Chris Anderson – KYCWRT Treasurer
Treasurer’s Report
The Kentucky Civil War Roundtable finished the 2018 year at a near breakeven thanks to a reduction in missed meals expense and increased income from members’ dues, guest fees, auctions and charitable contributions. Let’s hope this trend continues in 2019 as we attempt to increase membership and hold the line on expenses.
If you’ve been invoiced for missed meals we’d appreciate your prompt payment as we are committed to the Embassy Suites to pay for meals at the time of your reservation.
We want to reinstate any members who have not paid dues for 2019. Membership dues are $100 for singles and $120 for married couples.
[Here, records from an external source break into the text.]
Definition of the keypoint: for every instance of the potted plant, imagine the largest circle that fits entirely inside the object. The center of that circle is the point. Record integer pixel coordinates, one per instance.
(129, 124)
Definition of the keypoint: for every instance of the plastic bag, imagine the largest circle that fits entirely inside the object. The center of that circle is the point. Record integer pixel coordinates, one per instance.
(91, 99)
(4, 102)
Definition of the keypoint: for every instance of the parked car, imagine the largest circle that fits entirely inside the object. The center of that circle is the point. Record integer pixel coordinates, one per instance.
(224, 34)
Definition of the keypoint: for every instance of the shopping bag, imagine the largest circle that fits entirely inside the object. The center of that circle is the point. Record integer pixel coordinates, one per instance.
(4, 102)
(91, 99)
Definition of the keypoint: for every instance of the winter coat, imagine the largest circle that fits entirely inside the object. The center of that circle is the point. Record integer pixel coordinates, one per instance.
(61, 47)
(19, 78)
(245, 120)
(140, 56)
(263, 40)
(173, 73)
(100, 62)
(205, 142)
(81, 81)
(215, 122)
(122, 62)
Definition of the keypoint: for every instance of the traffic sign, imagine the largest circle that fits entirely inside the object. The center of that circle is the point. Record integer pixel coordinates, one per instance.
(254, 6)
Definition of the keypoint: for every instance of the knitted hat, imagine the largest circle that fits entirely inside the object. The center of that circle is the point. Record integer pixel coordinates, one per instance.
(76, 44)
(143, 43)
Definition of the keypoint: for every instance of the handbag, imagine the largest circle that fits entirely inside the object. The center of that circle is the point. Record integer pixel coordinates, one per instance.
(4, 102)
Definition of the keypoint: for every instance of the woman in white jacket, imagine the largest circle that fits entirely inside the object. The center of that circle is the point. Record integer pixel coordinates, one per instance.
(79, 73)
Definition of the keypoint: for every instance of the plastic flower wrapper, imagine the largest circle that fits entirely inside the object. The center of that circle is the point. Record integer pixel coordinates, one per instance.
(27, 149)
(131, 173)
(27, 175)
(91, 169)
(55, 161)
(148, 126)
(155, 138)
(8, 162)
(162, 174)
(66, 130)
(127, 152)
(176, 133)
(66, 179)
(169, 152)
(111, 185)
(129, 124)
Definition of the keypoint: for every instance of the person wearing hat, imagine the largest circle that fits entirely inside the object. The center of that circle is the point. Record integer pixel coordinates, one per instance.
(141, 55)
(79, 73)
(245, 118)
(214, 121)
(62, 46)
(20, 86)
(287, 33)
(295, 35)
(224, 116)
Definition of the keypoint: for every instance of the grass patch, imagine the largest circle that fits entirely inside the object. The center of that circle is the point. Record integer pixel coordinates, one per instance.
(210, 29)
Our membership to date is 320 with the goal of reaching 400. Please consider bringing a guest to an upcoming meeting or recruiting a member to join to help us achieve the 400.
Administrator’s Report
Hello, Members! This upcoming meeting is a bit of an anniversary for me. I attended my first KCWRT meeting in May 2018! That meeting was for observational purposes so I could witness the registration process and experience the meeting atmosphere. Well that meeting, and the wonderful people I met that night, convinced me to join this Organization as Administrator and what a first year it’s been! This year has seen us update the Website and introduce online registration and pay options as well as electronic Newsletter mailings! These are big changes that have helped reduce our administrative costs and I, along with the Executive Committee, appreciate your support.
In August, I will be emailing 2020 Membership Dues invoices. If your email address changes, please contact me ASAP to update my database. For those members who are receiving their RSVP cards and Newsletters through the USPS that is how you will receive your Dues invoice. Have a wonderful summer and see you in September!